These are the key concepts you need to understand to accurately answer the question.

Kinetic Energy
Kinetic energy is a fundamental concept in physics that relates to the energy an object possesses due to its motion. It is mathematically expressed as \( KE = \frac{1}{2} m v^2 \), where \( m \) represents the mass of the object and \( v \) is its velocity. Hence, the faster an object moves or the more massive it is, the more kinetic energy it has.
This energy is essential in analyzing situations where motion is involved, like the case of our sled sliding down the hill. In both scenarios discussed, the sled gains kinetic energy as it descends, with its initial potential energy converting into kinetic energy, allowing it to move faster. The equation reveals the key relationship between speed and kinetic energy, demonstrating that a slight increase in speed results in a significant increase in kinetic energy, thanks to the squaring of velocity.
In the exercise, we see that even with an initial push (not starting from rest), the sled achieves a specific speed due to the conservation of energy, which is fully explained using its kinetic energy changes.
Potential Energy
Potential energy refers to the energy stored in an object due to its position relative to other objects, stress within itself, its electric charge, or other factors.

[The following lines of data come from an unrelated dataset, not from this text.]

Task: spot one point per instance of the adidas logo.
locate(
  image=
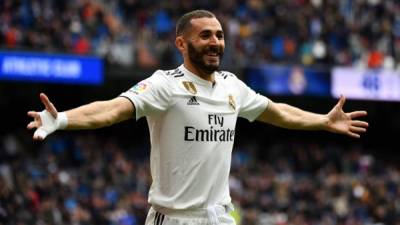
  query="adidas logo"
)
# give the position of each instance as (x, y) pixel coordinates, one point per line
(193, 101)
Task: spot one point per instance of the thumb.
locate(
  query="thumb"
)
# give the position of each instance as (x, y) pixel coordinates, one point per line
(341, 102)
(48, 105)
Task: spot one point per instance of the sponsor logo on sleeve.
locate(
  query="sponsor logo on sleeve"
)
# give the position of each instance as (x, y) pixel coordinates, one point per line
(140, 87)
(189, 86)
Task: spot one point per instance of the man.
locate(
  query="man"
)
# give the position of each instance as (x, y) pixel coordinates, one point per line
(191, 113)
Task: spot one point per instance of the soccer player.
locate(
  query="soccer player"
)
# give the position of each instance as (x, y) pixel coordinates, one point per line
(191, 113)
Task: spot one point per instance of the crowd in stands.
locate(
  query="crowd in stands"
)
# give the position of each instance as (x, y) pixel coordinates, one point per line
(363, 33)
(86, 179)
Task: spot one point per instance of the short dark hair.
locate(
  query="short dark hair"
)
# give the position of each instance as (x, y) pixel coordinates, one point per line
(185, 21)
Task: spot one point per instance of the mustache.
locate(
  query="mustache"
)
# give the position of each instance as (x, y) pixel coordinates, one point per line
(214, 49)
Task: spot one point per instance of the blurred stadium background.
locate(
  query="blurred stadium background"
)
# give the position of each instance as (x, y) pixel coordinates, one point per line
(303, 52)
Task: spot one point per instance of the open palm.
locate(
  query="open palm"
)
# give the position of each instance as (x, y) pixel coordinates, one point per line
(344, 123)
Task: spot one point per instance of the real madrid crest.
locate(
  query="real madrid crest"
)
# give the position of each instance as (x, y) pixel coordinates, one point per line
(232, 102)
(189, 86)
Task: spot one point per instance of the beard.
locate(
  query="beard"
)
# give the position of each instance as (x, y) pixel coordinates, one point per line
(197, 58)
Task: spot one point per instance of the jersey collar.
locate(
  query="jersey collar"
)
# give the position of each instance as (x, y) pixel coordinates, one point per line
(196, 78)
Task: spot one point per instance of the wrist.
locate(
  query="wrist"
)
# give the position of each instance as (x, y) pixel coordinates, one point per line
(62, 120)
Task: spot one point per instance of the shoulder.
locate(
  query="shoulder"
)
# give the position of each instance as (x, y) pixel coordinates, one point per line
(226, 75)
(229, 78)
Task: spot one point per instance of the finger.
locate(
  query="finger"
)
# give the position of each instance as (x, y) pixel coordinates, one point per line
(341, 101)
(357, 114)
(48, 105)
(359, 123)
(353, 135)
(32, 125)
(358, 129)
(33, 114)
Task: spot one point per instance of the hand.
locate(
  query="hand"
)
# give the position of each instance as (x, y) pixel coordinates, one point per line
(45, 122)
(343, 123)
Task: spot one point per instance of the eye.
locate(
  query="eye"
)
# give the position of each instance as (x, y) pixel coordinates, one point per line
(205, 35)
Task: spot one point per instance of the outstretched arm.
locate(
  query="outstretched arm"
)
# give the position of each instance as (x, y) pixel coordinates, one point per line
(91, 116)
(336, 121)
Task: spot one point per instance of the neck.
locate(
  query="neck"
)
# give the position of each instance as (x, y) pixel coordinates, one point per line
(200, 73)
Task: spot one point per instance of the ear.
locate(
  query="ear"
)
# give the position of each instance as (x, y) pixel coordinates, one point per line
(180, 44)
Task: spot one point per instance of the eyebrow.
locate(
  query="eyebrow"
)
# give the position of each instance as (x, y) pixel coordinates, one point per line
(210, 31)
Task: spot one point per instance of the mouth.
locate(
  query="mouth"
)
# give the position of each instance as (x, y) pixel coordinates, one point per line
(214, 55)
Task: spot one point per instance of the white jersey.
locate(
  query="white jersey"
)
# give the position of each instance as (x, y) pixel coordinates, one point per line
(192, 129)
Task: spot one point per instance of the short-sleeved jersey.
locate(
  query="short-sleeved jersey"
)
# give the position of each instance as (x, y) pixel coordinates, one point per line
(192, 129)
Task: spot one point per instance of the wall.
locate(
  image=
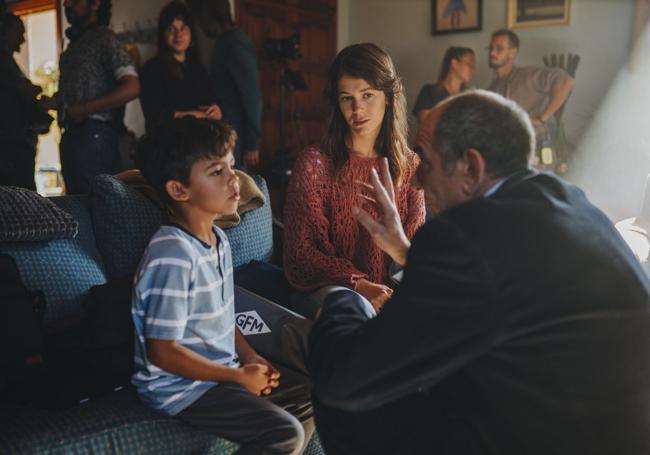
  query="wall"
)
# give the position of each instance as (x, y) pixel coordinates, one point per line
(125, 15)
(403, 28)
(613, 152)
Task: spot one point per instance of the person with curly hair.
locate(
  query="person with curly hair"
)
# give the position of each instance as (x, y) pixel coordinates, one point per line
(324, 246)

The most common form is gravitational potential energy, which can be expressed as \( PE = mgh \), where \( m \) is mass, \( g \) is the acceleration due to gravity, and \( h \) is the height above a reference point.
This concept is crucial in understanding how energy is transformed in scenarios like the sled on the hill. At the very top, the sled has maximum potential energy due to its height. As it slides down, this potential energy decreases and is converted into kinetic energy, increasing the sled's speed.

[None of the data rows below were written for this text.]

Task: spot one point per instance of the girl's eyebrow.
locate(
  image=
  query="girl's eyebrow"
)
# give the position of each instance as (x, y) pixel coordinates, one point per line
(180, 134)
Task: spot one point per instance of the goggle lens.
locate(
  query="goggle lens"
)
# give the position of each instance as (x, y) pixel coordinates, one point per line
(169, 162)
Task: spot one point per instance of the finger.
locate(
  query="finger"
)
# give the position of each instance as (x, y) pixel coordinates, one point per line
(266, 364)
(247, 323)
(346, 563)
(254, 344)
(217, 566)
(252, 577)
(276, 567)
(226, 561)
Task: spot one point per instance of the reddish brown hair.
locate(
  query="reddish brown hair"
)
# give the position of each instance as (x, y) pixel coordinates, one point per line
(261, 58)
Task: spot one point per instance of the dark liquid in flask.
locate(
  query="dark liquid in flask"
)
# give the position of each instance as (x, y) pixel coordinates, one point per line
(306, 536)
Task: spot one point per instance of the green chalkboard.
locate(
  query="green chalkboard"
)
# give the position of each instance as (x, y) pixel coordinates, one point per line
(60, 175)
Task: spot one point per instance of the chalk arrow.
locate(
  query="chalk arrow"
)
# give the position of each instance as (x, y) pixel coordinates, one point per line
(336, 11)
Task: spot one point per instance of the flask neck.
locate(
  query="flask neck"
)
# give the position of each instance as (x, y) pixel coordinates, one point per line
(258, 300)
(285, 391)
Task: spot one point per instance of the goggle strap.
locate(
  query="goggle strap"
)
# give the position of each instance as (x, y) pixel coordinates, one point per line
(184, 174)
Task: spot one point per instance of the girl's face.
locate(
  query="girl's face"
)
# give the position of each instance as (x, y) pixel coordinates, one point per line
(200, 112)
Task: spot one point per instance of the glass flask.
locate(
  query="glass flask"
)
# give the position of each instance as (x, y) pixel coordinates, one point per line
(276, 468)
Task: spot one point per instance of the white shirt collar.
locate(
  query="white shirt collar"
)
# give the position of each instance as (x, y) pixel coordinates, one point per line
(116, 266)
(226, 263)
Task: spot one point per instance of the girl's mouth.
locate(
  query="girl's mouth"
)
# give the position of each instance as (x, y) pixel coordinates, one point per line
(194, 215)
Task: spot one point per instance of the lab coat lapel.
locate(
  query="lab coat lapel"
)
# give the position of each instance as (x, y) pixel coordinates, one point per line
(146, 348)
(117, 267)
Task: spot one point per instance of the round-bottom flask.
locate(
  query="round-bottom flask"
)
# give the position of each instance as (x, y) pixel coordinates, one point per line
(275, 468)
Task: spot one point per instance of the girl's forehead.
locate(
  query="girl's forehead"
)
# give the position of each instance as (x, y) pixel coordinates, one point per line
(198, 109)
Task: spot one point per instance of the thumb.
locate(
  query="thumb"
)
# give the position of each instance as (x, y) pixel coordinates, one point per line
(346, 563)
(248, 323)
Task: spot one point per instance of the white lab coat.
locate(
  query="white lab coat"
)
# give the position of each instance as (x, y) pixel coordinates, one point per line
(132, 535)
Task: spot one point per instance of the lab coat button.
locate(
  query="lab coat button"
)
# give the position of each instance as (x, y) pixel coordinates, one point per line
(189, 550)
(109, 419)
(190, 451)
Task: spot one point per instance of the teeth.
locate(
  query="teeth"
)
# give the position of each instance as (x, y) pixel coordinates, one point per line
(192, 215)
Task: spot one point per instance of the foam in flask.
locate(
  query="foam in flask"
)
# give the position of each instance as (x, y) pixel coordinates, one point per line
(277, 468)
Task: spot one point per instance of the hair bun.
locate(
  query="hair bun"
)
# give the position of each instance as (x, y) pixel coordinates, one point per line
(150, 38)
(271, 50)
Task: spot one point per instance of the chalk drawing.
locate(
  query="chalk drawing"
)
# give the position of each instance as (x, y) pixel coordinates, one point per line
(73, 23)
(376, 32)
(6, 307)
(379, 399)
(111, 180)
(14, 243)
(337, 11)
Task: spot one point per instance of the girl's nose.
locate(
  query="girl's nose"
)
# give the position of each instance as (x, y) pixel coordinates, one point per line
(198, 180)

In our exercise, the potential energy at the top of the hill in both scenarios plays a significant role. For the sled starting from rest, all of its initial energy is potential, which fully converts to kinetic at the bottom. Meanwhile, when starting at a velocity, part of this potential energy combines with the initial kinetic energy to determine its speed at the end of the descent.
Mechanical Energy
Mechanical energy is the sum of both kinetic and potential energy in a system. It is expressed as \( ME = KE + PE \). This conserved energy is a pivotal part of understanding systems like a sled sliding without friction.

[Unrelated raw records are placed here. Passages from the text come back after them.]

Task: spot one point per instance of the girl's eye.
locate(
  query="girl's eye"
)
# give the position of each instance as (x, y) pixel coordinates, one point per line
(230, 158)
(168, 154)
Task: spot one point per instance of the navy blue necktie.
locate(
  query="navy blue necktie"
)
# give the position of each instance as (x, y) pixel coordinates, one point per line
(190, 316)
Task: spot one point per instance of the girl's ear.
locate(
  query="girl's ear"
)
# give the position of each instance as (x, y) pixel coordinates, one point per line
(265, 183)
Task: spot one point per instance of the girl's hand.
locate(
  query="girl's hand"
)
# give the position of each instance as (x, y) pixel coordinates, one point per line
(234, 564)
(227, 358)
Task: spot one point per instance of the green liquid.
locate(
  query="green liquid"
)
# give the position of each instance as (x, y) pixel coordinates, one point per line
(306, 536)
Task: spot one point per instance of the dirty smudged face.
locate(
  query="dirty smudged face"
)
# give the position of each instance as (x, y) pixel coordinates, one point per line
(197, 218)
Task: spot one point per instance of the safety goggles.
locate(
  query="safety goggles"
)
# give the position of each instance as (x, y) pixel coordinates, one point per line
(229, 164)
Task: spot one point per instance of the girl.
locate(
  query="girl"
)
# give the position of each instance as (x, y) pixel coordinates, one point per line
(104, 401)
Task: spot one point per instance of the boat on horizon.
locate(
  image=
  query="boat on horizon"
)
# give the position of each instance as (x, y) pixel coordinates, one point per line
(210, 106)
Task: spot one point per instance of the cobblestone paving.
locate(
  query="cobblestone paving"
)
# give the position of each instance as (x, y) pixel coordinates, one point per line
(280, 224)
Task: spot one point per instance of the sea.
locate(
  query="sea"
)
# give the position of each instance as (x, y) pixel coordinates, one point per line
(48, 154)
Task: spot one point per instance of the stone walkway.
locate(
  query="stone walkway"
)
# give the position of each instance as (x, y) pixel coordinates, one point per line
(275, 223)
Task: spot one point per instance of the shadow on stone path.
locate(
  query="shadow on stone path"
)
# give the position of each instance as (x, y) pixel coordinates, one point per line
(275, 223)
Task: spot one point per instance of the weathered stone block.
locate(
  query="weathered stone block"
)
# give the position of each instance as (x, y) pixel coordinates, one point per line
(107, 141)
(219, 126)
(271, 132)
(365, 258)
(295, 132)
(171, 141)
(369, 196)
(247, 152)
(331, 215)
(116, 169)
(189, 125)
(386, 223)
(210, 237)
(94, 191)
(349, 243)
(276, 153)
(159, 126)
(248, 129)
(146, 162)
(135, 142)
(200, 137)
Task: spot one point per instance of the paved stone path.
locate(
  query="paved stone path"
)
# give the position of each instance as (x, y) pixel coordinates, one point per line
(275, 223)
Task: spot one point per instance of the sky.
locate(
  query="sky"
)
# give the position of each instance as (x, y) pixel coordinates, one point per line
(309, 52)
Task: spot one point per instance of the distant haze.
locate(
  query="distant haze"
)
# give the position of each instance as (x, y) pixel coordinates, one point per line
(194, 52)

In an isolated system with no energy loss, like frictionless sliding, the total mechanical energy remains constant, allowing us to predict the behavior of moving objects. The conservation of mechanical energy means that the decrease in potential energy results in an identical increase in kinetic energy, maintaining the energy balance of the system.
This principle was applied in our exercise to solve for the speed of the sled at the hill's bottom. For both scenarios, we calculated the sled's mechanical energy at the top and equated it to the kinetic energy at the bottom. By doing so, we demonstrated that, when starting with extra initial kinetic energy, the sled ultimately attained a slightly increased speed at the bottom, despite not reaching 9.00 m/s.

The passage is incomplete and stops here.